Case ID: or-app_110/html/0100-01.html
Source: Caselaw Access Project
Author: {"author": "\n      RIGGS, J.", "license": "Public Domain", "url": "https://static.case.law/"}
Date Created: 2024-08-24T03:29:51.129683

On appellant’s motion for reconsideration filed September 25,
    reconsideration allowed; remanded for determination of date of entry of judgment and recalculation of wife’s property division; opinion (108 Or App 407, 816 P2d 642) otherwise adhered to December 4, 1991
    In the Matter of the Marriage of Lisa Carol KAMPMANN, Respondent, and Shawn Evans KAMPMANN, Appellant.
    
    (89-2747-D-3; CA A65071)
    820 P2d 1379
    G. Philip Arnold and Drescher & Arnold, Ashland, for motion.
    Patricia Crain, Medford, contra.
    
    Before Warren, Presiding Judge, and Riggs and Edmonds, Judges.
    RIGGS, J.
   RIGGS, J.

Husband has moved for reconsideration of our decision.
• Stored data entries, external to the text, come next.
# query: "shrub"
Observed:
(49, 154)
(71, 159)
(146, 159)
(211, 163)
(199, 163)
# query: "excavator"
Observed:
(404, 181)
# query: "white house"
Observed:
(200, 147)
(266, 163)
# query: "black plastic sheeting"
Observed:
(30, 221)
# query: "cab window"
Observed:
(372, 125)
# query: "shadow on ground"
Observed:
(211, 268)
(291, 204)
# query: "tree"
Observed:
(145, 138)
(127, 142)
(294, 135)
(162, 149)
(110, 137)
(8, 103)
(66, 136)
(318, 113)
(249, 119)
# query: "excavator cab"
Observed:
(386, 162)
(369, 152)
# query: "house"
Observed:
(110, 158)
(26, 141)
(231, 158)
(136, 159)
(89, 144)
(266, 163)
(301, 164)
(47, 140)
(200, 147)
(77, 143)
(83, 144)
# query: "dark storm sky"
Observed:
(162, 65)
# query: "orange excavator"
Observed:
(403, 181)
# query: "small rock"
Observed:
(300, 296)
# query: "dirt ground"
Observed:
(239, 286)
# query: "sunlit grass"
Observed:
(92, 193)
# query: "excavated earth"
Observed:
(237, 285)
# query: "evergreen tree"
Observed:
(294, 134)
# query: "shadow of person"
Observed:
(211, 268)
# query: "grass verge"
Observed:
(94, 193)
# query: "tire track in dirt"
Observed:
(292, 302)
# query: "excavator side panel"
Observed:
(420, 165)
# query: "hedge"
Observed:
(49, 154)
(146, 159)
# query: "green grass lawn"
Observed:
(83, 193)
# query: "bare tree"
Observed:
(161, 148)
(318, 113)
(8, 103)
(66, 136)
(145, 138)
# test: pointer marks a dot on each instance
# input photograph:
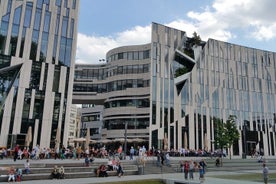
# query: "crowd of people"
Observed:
(188, 167)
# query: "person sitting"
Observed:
(55, 173)
(18, 176)
(11, 174)
(61, 173)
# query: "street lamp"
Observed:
(244, 140)
(125, 140)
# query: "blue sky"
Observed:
(107, 24)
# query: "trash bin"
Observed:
(141, 170)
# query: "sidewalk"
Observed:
(170, 178)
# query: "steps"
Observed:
(41, 171)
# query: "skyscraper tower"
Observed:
(37, 51)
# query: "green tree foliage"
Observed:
(226, 133)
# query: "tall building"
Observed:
(122, 86)
(176, 87)
(37, 51)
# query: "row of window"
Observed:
(128, 103)
(131, 55)
(117, 124)
(111, 86)
(103, 73)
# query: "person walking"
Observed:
(191, 170)
(265, 173)
(27, 167)
(186, 169)
(16, 149)
(203, 164)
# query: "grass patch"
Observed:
(257, 177)
(138, 182)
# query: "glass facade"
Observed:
(43, 80)
(121, 86)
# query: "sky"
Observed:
(106, 24)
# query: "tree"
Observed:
(232, 132)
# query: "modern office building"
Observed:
(37, 51)
(73, 126)
(122, 86)
(175, 87)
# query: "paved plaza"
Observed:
(170, 178)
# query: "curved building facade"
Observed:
(172, 91)
(37, 48)
(122, 86)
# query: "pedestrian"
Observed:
(201, 173)
(265, 173)
(191, 169)
(120, 171)
(11, 174)
(186, 169)
(203, 164)
(55, 173)
(158, 161)
(131, 151)
(16, 149)
(86, 161)
(167, 159)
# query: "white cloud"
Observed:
(91, 49)
(215, 21)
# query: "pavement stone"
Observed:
(169, 178)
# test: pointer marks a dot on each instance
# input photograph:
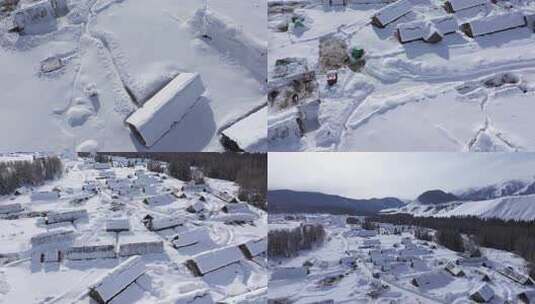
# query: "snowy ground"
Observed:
(110, 45)
(414, 89)
(357, 282)
(23, 281)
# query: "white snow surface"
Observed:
(117, 54)
(436, 95)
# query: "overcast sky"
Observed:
(404, 175)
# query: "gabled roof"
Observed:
(165, 108)
(118, 279)
(457, 5)
(254, 248)
(482, 293)
(391, 12)
(212, 260)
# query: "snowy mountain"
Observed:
(509, 200)
(507, 188)
(436, 197)
(288, 201)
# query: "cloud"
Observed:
(405, 175)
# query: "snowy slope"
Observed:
(414, 89)
(124, 51)
(166, 274)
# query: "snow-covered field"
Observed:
(114, 56)
(460, 94)
(349, 268)
(114, 193)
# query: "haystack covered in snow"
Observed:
(158, 200)
(452, 6)
(10, 208)
(161, 223)
(87, 251)
(139, 245)
(482, 293)
(117, 280)
(65, 216)
(289, 273)
(431, 31)
(493, 24)
(156, 117)
(391, 13)
(118, 225)
(213, 260)
(44, 195)
(254, 248)
(191, 237)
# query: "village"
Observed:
(344, 75)
(160, 85)
(386, 263)
(115, 232)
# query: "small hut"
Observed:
(158, 115)
(391, 13)
(117, 280)
(482, 294)
(213, 260)
(452, 6)
(65, 216)
(253, 248)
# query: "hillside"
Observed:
(288, 201)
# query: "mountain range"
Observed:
(512, 199)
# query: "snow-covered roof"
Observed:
(496, 23)
(254, 247)
(44, 195)
(236, 217)
(392, 12)
(117, 280)
(215, 259)
(165, 108)
(10, 208)
(118, 224)
(482, 292)
(161, 199)
(422, 29)
(249, 133)
(236, 208)
(161, 223)
(65, 215)
(457, 5)
(191, 237)
(54, 236)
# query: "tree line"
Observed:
(288, 242)
(248, 170)
(509, 235)
(15, 174)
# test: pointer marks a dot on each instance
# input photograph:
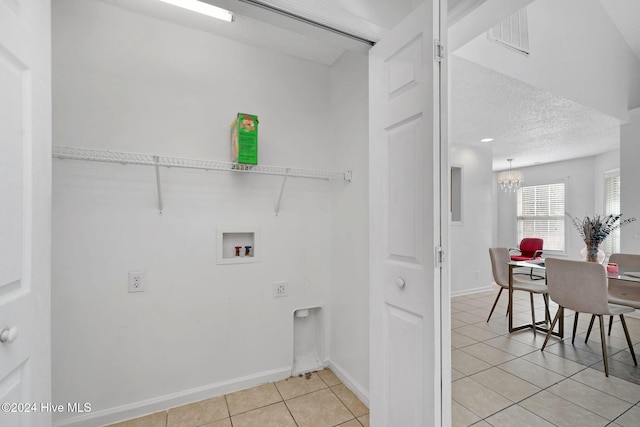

Kampmann and Kampmann, 108 Or App 407, 816 P2d 642 (1991). We allow the motion.

In the opinion, we modified the trial court’s award of $15,900 to wife for property equalization. That amount was derived, in part, from the value of $56,223 that the trial court placed on the Greensprings property. We concluded that the correct value for the parties’ interest in the Greensprings property was the amount that the property had appreciated during the marriage and determined that that amount was $5,434 per year from the date of marriage to the date of dissolution. We then modified the property equalization provision of the judgment to reduce the amount from $15,900 to $8,319.

Husband now asserts that our calculations were incorrect and that the modified figure should be $6,346. He is correct that we used the wrong figure in our previous opinion, but the figure he reaches is also incorrect. He asserts that the relevant time is from June 8,1983, to the date of the dissolution, which he says was April 11, 1990; therefore, he would multiply the yearly appreciation of $5,434 by 6.83 years. That is wrong, because the date of dissolution was not April 11, 1990. However, the copy of the judgment of dissolution in the record bears several dates, and we áre unable to determine the actual date of dissolution. The judgment could not have been entered on April Ú6, 1990, or attested to on May 17, 1990, as evidenced by the Trial Court Administrator’s stamp, and have been signed by the judge on May 26, 1990. Therefore, we remand for the court to determine the date of entry of the judgment and then to calculate the correct amount of appreciation of the Greensprings property during the marriage and the correct property equalization award.

Reconsideration allowed; remanded for determination of date of entry of judgment and recalculation of wife’s property division equalization award in paragraph 12 of the judgment; opinion otherwise adhered to.